Does this alleged aspect of you speak from valid experience, or is he sporting some braggadocio for the sake of convincing you of his credentials?
This question goes beyond the boundary of how well you know yourself, into the more existential one of what reality is. Listen. You get an idea for a story, which immediately requires characters who must be used to set it in demonstrable motion so that persons you will perhaps never see or know will read their account, somehow identify with it, and have some emotional response. You of course hope that response is not boredom or anything approximating disinterest. But you cannot tell. In consequence, you work to keep yourself on some kind of edge, a cusp between fear and confidence.
You create characters, individuals who in some ways or others reflect your own visions, even if there is a reverse psychology in which you are purposefully making the characters as different from you and your own views as possible, even to the point of investing these characters with the equivalent schism of your introductory paragraph, in which you are engaged in argument.
Questions emerge. Should you delegate responses and motives to the characters? Of course. Who wants to act for a control freak? And besides, isn't your goal to learn or connect something you hand;t seen as learned or connected before?
Which brings the question down to what part do you play in the story? You like to think of yourself as the Stage Director in the classic American play, Thornton Wilder's Our Town. Are you then an observer?
Can you get beyond a need to control things by being content to set your creation, with its problems, conflicts, and characters seeking some relief, in dramatic motion, taking note of what they do without trying to influence it?
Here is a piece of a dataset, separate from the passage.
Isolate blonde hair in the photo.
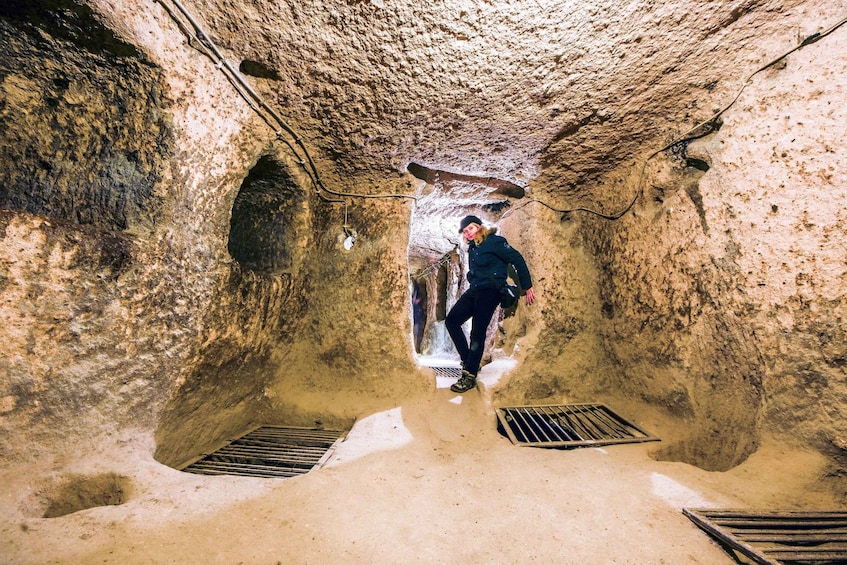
[474,224,494,245]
Tough call. Suppose, for instance, that your characters are going about things in too slow a pace, without enough intensity? Shouldn't you be able to give them a nudge or two? You don't have to tell them what or how, just "let's speed it up, folks," or "can we have some more tension here, please?". Okay?
The vision comes in near abstractions; you see situations that become the dramatic equivalent of squeezing juice from a Valencia orange. You set to work, auditioning, seeking the exact characters who will in metaphor squeeze the story to the point where it drips, your intent: to capture the concept in nuanced glory, extracting the core of it, turning it somehow universal so that a number of potential readers will believe they understand the squeeze, feel its pressure.
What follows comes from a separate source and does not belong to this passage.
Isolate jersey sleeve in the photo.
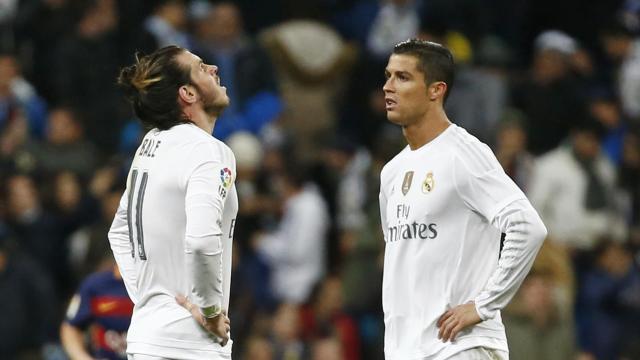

You can't be too careful, can you? Too many stories fail to pull you into their vortex. Too many stories allow you to say so what, too soon into the text.
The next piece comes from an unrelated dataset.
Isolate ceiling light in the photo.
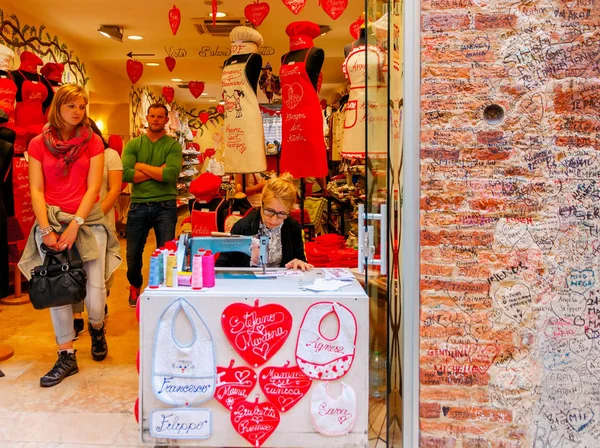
[98,25,123,42]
Listen guys, you tell them. You're being given the use of the family car, but there is no requirement for you to bring it home in the same condition. You're being turned loose in a multitude of scenes in which you will disagree, lie, fall in love, show off, fear you're in way over your head. You come back incapacitated, no one will give you a bad time. Doesn't work that way, not at this level.
Still, you are uncertain. You reckon it is a good thing to be an observer, watching them, hoping to catch the light embedded in their performances and decisions.
The solution begins to emerge, doesn't it?
You don't like the outcome, you keep watching, keep witnessing, until they get it right. Then, and only then, is it up to you.